Oh, Anna, I wonder if you miss me. I wonder if you think of those kisses we shared as the clock struck twelve. They are the only memories I have of a New Year. They are the only memories I can muster of having something to look forward to, of having some resolve. Now, I am stuck, shivering, beneath each moment, wishing that it would resonate with the strength of the moments we shared. Now, I compare the sound of each second to the sound of your smile. Nothing ever adds up, Anna. And when the countdown begins and the ball drops, it is your face I see in the crowd, smiling up at me, your eyes shaking with wonder. And when everything is silent after the celebration, it is only then that I can truly feel the weight of all that I have lost.
I hope that your New Year is full of all the things you want and that you have the resolve to change the way you need to at all times of the year.

Make Me A Pallet On Your Floor,
Fernando

My Dear Beloved Anna.


My Dear Beloved Anna,

I spent this day wandering among ancient sculptures in a museum. I stood and stared into the pupil-less eyes and patrician nose of some nameless citizen of the Roman Empire and knew that he had paid his money to arrange just this, that he had wanted for me to stand here and think of him eighteen hundred years after his death. Immortality is our only dream, our sole endeavor. But he failed, Anna. That man is dead and I stared at marble today. Nothing lives behind dumb lips and expressionless eyes. Nothing lasts but the words we make and whisper on into the ears of future generations.

I wanted to whisper that you exist. I thought that it should be forever known that your shoulders curved just so and that your smile slipped into me so that hours later I stood in an empty street and laughed at nothing. I never did do it. I never did write those eternal lines. Have you read Ulysses yet? A blind man who tapped down a Dublin street, a pompous medical student who wrote bawdy doggerel, a couple of giggling barmaids shall all live. But I could never get past myself long enough to ensure that thy eternal summer shall not fade. All I ever did was to carve your image into marble with my sentimental idealism. I forgot that I loved Anna and wrote only that I loved and I nearly condemned you to life as one of those smooth-faced, interchangeable Roman ladies with high foreheads and low cheek-bones, staring forever into nothing (from nothing). And you always knew how I betrayed you. But I urged you to write, didn't I? I did that for you, wanted you to make something, too. And now you say that you have.
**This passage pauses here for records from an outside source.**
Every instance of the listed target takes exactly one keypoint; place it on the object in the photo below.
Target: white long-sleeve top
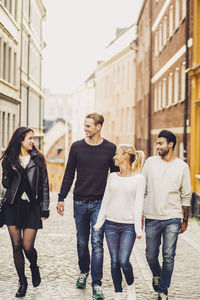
(168, 188)
(123, 201)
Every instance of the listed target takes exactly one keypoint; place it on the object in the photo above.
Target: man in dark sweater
(90, 158)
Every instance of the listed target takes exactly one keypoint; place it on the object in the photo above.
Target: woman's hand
(138, 237)
(60, 207)
(96, 229)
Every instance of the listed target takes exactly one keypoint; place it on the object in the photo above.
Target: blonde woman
(121, 210)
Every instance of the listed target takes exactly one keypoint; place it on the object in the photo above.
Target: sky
(76, 33)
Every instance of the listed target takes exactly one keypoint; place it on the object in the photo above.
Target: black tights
(25, 243)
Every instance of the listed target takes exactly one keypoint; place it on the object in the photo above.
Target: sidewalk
(56, 246)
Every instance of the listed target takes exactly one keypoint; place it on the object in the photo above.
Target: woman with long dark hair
(26, 200)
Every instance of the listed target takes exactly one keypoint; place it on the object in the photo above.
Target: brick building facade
(143, 77)
(170, 58)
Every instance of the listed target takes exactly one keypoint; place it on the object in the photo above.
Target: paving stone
(57, 258)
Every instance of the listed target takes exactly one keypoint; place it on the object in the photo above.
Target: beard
(163, 153)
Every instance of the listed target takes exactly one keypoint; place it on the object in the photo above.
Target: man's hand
(183, 226)
(96, 229)
(60, 208)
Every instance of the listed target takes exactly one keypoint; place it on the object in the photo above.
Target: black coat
(37, 177)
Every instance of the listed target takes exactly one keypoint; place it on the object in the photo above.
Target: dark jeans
(168, 230)
(85, 215)
(120, 239)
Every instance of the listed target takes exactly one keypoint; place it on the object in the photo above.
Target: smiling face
(163, 147)
(90, 128)
(28, 142)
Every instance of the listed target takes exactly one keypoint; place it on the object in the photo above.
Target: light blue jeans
(168, 230)
(120, 239)
(85, 215)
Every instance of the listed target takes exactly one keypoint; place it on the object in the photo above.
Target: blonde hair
(98, 119)
(136, 157)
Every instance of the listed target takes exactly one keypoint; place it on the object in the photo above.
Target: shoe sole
(80, 287)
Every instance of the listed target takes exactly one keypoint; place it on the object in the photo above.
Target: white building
(32, 96)
(10, 38)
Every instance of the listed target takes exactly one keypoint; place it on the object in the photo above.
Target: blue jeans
(85, 215)
(120, 240)
(168, 230)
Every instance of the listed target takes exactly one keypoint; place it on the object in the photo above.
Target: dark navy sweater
(91, 165)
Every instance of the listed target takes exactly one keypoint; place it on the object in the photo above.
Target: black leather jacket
(37, 177)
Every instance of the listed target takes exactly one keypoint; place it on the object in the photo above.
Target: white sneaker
(162, 296)
(118, 296)
(131, 293)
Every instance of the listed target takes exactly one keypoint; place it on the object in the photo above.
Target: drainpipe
(186, 79)
(150, 86)
(20, 68)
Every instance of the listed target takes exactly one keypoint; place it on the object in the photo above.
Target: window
(177, 14)
(171, 21)
(0, 56)
(165, 31)
(10, 7)
(160, 96)
(176, 86)
(16, 8)
(170, 89)
(155, 98)
(183, 81)
(26, 7)
(164, 93)
(156, 43)
(8, 127)
(3, 129)
(9, 64)
(4, 60)
(160, 37)
(183, 9)
(14, 68)
(181, 151)
(13, 123)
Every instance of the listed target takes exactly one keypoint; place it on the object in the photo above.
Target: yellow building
(115, 88)
(195, 103)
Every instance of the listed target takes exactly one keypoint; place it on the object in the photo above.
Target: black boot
(36, 279)
(22, 287)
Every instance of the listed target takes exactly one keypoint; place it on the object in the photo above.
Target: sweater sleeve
(139, 202)
(104, 204)
(185, 190)
(69, 175)
(112, 166)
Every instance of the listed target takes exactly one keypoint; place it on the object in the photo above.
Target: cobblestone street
(56, 245)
What have you, my love? An innocent gaze to watch you, a blank mind on which your image was the first to be emblazoned, a face, perhaps, to bear your beauty another generation into the future (for god knows this mad poet never could write the beauty of your eyes). But beware my Anna. Those innocent eyes do not see you, they do not even look for you. When, long after your death she too lies dying, do you think that she, like I, will cry out your name? She may whisper "mother" but she will not be calling to you but only to the soft, steadily beating warmth she felt once, nestled against your breast, to the gift of life you gave her but cannot give her again.

What is a mother, Anna? What is mine or your own? A guarded look, a sharp warning, arms that embrace you to take away the sting of the slap that they gave and then, suddenly, that great distance that will forever more separate you from your origin. Do you still weep for your Mother, Anna? I weep for the darkness from which I came. And she, who held me against her to shield me from it, claiming that I came from her, that I was hers, she is dead, now. And even then I regarded her with distrust. This child is not yours Anna. She is another. Remember what I taught you and teach it to her. She took words from your lips. I beg you, tell her what they are and do not forget yourself.